È stato recentemente pubblicato un documento del Cedefop, l’agenzia europea per lo sviluppo della formazione professionale, che sintetizza le principali riforme e misure introdotte in Italia per favorire lo sviluppo dell’istruzione tecnica e professionale, data la sua rilevanza sociale ed economica.
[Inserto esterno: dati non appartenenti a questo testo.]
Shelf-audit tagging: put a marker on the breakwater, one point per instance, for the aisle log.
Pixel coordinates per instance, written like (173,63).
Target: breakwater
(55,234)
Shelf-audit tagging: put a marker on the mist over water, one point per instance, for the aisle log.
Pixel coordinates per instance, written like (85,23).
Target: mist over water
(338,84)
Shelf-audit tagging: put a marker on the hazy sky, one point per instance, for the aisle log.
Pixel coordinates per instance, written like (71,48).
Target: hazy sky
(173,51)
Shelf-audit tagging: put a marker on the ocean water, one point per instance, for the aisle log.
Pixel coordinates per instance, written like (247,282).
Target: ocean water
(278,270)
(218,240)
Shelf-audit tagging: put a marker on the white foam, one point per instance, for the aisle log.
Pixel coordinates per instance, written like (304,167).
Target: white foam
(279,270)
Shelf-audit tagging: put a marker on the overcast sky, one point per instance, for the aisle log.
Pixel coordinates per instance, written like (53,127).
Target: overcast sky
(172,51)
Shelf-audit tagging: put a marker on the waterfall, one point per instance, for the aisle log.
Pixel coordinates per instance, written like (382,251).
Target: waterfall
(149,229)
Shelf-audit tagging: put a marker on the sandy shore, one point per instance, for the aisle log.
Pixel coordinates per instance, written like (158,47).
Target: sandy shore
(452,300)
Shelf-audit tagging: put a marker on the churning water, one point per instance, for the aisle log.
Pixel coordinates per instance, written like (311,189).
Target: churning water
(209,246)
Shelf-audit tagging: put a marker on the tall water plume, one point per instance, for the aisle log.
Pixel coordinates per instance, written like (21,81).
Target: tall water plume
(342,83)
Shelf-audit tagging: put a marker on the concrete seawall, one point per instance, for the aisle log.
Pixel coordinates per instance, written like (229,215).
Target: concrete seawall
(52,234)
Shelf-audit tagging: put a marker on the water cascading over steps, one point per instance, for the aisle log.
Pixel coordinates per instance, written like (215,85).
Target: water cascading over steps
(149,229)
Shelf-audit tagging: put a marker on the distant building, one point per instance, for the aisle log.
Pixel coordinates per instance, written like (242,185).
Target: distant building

Secondo questo rapporto però, nonostante siano stati fatti degli importanti passi in avanti (tra cui la legge 99/2022 che, sebbene sia rivolta al sistema degli Istituti Tecnologici Superiori vuole anche rendere più appetibili i percorsi secondari puntando a offrire una prospettiva formativa più competitiva grazie a una filiera strutturata, e la recente approvazione della c.d. sperimentazione Valditara) la formazione professionale in Italia presenta ancora diverse criticità. Innanzitutto, tra le azioni contenute nel piano di attuazione del 2022 della Raccomandazione del Consiglio del 24 novembre 2020 relativa all’istruzione e formazione professionale (Ifp) per la competitività sostenibile, l’equità sociale e la resilienza, e riprese dal report, figurava già la necessità di intervenire aumentando la percentuale di studenti iscritti a percorsi duali. Iscritti che, allo stato attuale, secondo l’ultimo report Inapp, si concentrano quasi esclusivamente nei percorsi Iefp.

Una distribuzione sbilanciata, soprattutto dovuta al fatto che questi ultimi si sono dimostrati nel tempo più flessibili e capaci di un miglior dialogo con il sistema delle imprese, che risulta invece più complicato, salvo notevoli eccezioni, quando gli interlocutori sono proprio gli istituti tecnici o professionali. Il loro numero complessivo in questi ultimi anni è quindi sì cresciuto, ma non abbastanza e non in modo trasversale. Si tratta di una sfida complessa, che prevede, tra le altre cose, un cambio di approccio da parte di diversi attori ma che ancora fatica a far breccia nel sistema formativo. In secondo luogo, da punto di vista della qualità, permangono importanti criticità a livello nazionale ma soprattutto a livello regionale e territoriale mentre non sono stati fatti significativi passi in avanti riguardo la necessaria flessibilità e personalizzazione dei percorsi formativi, operando principalmente sull’accelerazione dell’implementazione di dispositivi già esistenti, quali ad esempio quelli relativi all’individuazione, validazione e certificazione delle competenze. Infine, a livello di attrattività, il lavoro svolto non sembra in grado di scalfire una percezione della formazione tecnica e professionale che ancora troppo spesso rappresenta, agli occhi di studenti e soprattutto, delle loro famiglie, un ripiego.

Un cambio di prospettiva

Quest’ultimo punto in particolare è un aspetto su cui il legislatore può intervenire solo in modo marginale, che può cambiare solo a fronte di una maggiore e diffusa consapevolezza delle opportunità che una formazione di questo tipo può aprire dal punto di vista professionale e personale. Non si tratta certamente di una sfida semplice, ma una buona parte del futuro della formazione tecnica e professionale passa anche e soprattutto da un cambiamento rispetto a una concezione che ha radici profonde nella cultura italiana. Infine, non è certo un caso che i percorsi di formazione tecnica e professionale raccolgano un maggior numero di studenti laddove le opportunità lavorative in questi ambiti rappresentano davvero una possibilità concreta.

I dati riportati in apertura evidenziano proprio questo aspetto, a conferma di come questo tipo di formazione sia strettamente connessa al tessuto economico e produttivo del territorio. Il report del Cedefop, proprio riguardo a questo aspetto, non manca di citare positivamente i numerosi memorandum che il Ministero dell’Istruzione e del Merito ha siglato con una serie di importanti stakeholders, attivi soprattutto nel campo dell’hospitality e della ristorazione, con l’obiettivo di rafforzare i legami tra le parti in causa. Al di là della limitata importanza degli accordi citati, soprattutto dati i settori interessati, è proprio da un migliore dialogo tra imprese e sistema formativo, che in Italia non è ancora sviluppato, che passa l’affermazione e la crescita di una formazione, quella tecnica e professionale, performante e al servizio dei giovani, delle imprese e dei territori.